Led by Professor of Risk and Information Management, Norman Fenton, from QMUL’s School of Electronic Engineering and Computer Science, the QMUL project will focus on home-based and wearable real-time monitoring systems for chronic conditions including rheumatoid arthritis, diabetes in pregnancy and atrial fibrillation.
The funding is part of a £10 million investment by the EPSRC in projects that will help people self-manage chronic conditions with support from carers and clinicians.
Professor Fenton said: “Patients with chronic diseases must take day-to-day decisions about their care and rely on advice from medical staff to do this. However, regular appointments with doctors or nurses can be expensive, inconvenient or not necessarily scheduled when needed.
“Increasingly, we are seeing the use of low cost and highly portable sensors that can measure a wide range of physiological values. Such 'wearable' sensors could improve the way chronic conditions are managed.
“Our project has the potential to improve the well-being of millions of people.”
The project includes academics from the fields of antennas, intelligent systems and Bayesian Networks, a branch of mathematics that is used in decision-making, and healthcare experts from QMUL’s School of Medicine and Dentistry.
The QMUL project called PAMBAYESIAN (PAtient Managed decision-support using Bayesian networks) is a three year project that starts in June 2017.
It will help to lighten the load on healthcare providers like the NHS while giving patients more control over managing their condition.
Professor Philip Nelson, Chief Executive of the Engineering and Physical Sciences Research Council (EPSRC), said: “The UK has an aging population and the demands on our health services are growing.
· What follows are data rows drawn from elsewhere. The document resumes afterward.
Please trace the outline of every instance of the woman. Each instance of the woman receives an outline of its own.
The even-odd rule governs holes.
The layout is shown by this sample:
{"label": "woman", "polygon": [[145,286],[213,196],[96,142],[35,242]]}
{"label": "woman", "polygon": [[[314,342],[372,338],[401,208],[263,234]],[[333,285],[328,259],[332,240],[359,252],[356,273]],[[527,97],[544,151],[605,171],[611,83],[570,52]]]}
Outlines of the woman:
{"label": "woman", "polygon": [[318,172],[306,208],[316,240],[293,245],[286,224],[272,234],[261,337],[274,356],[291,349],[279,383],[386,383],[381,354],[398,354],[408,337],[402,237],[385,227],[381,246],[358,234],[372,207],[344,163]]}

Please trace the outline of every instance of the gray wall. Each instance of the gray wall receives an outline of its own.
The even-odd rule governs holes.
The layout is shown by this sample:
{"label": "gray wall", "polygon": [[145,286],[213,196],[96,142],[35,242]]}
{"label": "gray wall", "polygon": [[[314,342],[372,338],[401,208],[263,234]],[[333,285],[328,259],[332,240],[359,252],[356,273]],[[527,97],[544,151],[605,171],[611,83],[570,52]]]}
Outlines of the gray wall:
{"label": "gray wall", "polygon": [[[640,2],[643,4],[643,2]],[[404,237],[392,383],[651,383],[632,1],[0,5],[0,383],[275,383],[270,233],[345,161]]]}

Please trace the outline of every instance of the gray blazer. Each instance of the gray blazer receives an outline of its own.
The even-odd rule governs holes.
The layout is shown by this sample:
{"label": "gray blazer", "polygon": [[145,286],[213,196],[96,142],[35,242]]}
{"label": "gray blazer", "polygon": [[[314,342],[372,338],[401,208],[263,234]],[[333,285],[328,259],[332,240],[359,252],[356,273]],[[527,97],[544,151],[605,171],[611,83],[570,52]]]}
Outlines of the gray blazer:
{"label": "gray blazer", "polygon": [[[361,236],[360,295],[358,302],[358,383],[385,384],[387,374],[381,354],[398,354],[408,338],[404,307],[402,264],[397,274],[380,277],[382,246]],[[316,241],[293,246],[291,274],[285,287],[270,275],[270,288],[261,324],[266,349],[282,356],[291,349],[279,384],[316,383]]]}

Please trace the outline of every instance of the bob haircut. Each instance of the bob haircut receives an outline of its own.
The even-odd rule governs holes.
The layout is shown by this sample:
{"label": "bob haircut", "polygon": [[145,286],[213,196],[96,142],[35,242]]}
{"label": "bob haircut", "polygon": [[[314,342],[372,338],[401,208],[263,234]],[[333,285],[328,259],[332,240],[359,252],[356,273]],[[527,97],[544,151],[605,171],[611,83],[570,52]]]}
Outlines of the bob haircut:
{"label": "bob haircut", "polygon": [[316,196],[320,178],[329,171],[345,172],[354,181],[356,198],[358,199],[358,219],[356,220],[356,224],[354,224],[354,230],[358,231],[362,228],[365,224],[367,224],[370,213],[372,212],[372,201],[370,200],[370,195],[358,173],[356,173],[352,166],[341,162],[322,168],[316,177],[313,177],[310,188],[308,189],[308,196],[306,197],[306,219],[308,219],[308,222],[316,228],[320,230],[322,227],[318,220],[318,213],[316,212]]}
Monitoring chronic conditions through outpatients’ clinics is both costly and time consuming for patients, surgeries and hospitals. Using these new technologies provides ways of gauging a patient’s health in real-time and detecting any deterioration quickly. This will help people remain in their homes for longer, avoid congestion and delay and mean treatment can be targeted quickly and when it can be most appropriate and effective.”
PAMBAYESIAN complements another grant from the Leverhulme Trust of £385,510 awarded to Professor Fenton that will ultimately lead to improved design and use of self-monitoring systems such as blood sugar monitors, home energy smart meters, and self-improvement mobile phone apps.
The project CAUSAL-DYNAMICS (Improved Understanding of Causal Models in Dynamic Decision-making) is a collaborative project, and combines cognitive decision expertise from experimental psychologists including Dr Magda Osman from QMUL’s School of Biological and Chemical Sciences.